Kids Explain Why `The Nutcracker' Is Magic
For one month of the year, a good third of the audience attending the Pacific Northwest Ballet can't touch their feet to the floor. The little ones in this crowd can be identified by their nonstop questions and comments, and an occasional need for a restraining hand to keep them from dancing down the aisle or folding up inside the plush seats.
Last week, children of all ages came out for Pacific Northwest Ballet's opening night of Tchaikovsky's "The Nutcracker," the story of 12-year-old Clara's holiday odyssey through an Oz-like world of bigger-than-life toys and dancing snowflakes that takes her to a mysterious Eastern palace.
Discussing the ballet's magnificence, the kids aren't yet concerned with what an original "Nutcracker" they've seen. After all, Kent Stowell's production for PNB is the only one in the world to feature set and costume designs by children's writer/illustrator Maurice Sendak.
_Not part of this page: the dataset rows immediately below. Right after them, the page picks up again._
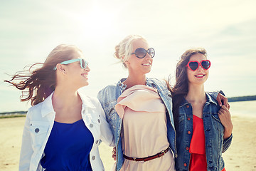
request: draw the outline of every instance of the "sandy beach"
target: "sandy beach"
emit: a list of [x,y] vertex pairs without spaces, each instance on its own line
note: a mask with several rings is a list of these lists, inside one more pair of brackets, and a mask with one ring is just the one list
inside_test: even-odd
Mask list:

As 10-year-old Christopher Del Beccaro puts it, the great value of this production is that "there are no boring parts."
The average "Nutcracker" program stereotypically provides scary noise and handsome architecture for the boys, and prettiness and dolls for the girls, and these elements tend to separate like oil and water. But under Sendak's unifying brush, every scene in PNB's version jumbles opulence and danger, noise and whispers, love and bad behavior - and all the scrims, sets and story elements seem to belong to every child.
For Charlie Horton, 7, the greatest moment is not the mouse-and-soldier fight scene, as one would predict. It's the vision of leaping dancers from the Pasha's Kingdom in Act II, a scene Horton aptly renames "the Whirlishing Dervishes."
As kids get older they favor the scenes in which children are featured front and center as actors and dancers. Carolyn Del Beccaro, 13, likes the Act I party scene best, a segment whose emotional tenor is determined by kids. Emily Del Beccaro, 10, likes the toy theater segment from Act II, a scene that features intense dance technique performed by 9- and 10-year-olds.
That both these sections feature outstanding costumes undoubtedly adds to their allure. Sherry Thompson, PNB wardrobe mistress, calls the velveteen dresses and suits that the kids wear for the toy theater section in Act II "some of the prettiest costumes in the ballet."
Charlie Horton's devotion to PNB's "Nutcracker" is so fierce, it supersedes a need to believe that this story of Clara's adventure is true.
"It's all her dream," he says. "I know that for a fact."
Pacific Northwest Ballet presents "The Nutcracker" at the Opera House, shows through Dec. 30 ($8-$56; 292-ARTS).